『江戸時代の古文書を読む 元禄時代』「元禄時代の江戸みやげ」 『新版 古郷帰の江戸噺(こきょうがえりのえどばなし)』出典・仰出之留(国立公文書館内閣文庫所蔵) 綱吉の頃
『江戸時代の古文書を読む 元禄時代』より第4章「元禄時代の江戸みやげ」を読む。
写真は徳川綱吉が五代目将軍についてから七年目の貞亭四年(1687年)6月に、江戸の山下彦兵衛・簾翠屋(れんすいや)仁兵衛・鍵屋平右衛門という三名の版元によって出版された『新版 古郷帰の江戸噺(こきょうがえりのえどばなし)』の一部である。
『新版 古郷帰の江戸噺』を読んでいて、故中村士官様と故中村富十郎様の絶妙な芝居が展開された、歌舞伎の『江戸みやげ』を思い浮かべた。
この芝居では、反物(着物)を売る歩く二人の女が江戸で宿を取る。
たまたま芝居がかかっており、女(富十郎)は記念(みやげ)に芝居を一つ見ようと言う。
一方財布の紐の硬い女(芝翫)はもったいないから見ないと言い張る。
そこへ美しい役者登場。 財布の紐の硬い女(芝翫)は一目惚れしてしまう。
財布の紐の硬い女(芝翫)はは素直に芝居を見て惚れ込み、役者を呼ぶ。

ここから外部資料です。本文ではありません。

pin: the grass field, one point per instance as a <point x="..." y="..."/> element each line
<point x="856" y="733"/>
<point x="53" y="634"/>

女は役者のぞっこんである。
役者は借金(?)のためにっちもさっちも行かなくなったことを苦に、女房(?)と駆け落ちしようとする。
それを知った財布の紐の硬い女(芝翫)は反物の行商で稼いだ金をすっかりと役者にあげてしまう。
驚いたもう一人の女(富十郎)。止めて求めても聞きやしない。
財布の紐の硬い女(芝翫)はすっからかんの一文無し。驚いたもう女(富十郎)に向かって、芝翫が一言。
「お江戸 みやげぇだぁよぉ。」
(以上、芝居『江戸みやげ』の要約)
江戸時代にこのように多くの江戸の旅の手引書が出ていた事を考えると、時代を想定してのこの芝居が展開されるのも理解ができる。
七代目 芝翫様と五代目 富十郎様の軽快で面白い歌舞伎『江戸みやげ』の台詞の言い回しや立ち位置が目に浮かぶ。
もう一度劇場でお二人を見たいなぁと思いながら、『江戸時代の古文書を読む 元禄時代』の最終章である「元禄時代の江戸みやげ」を読み進めていた。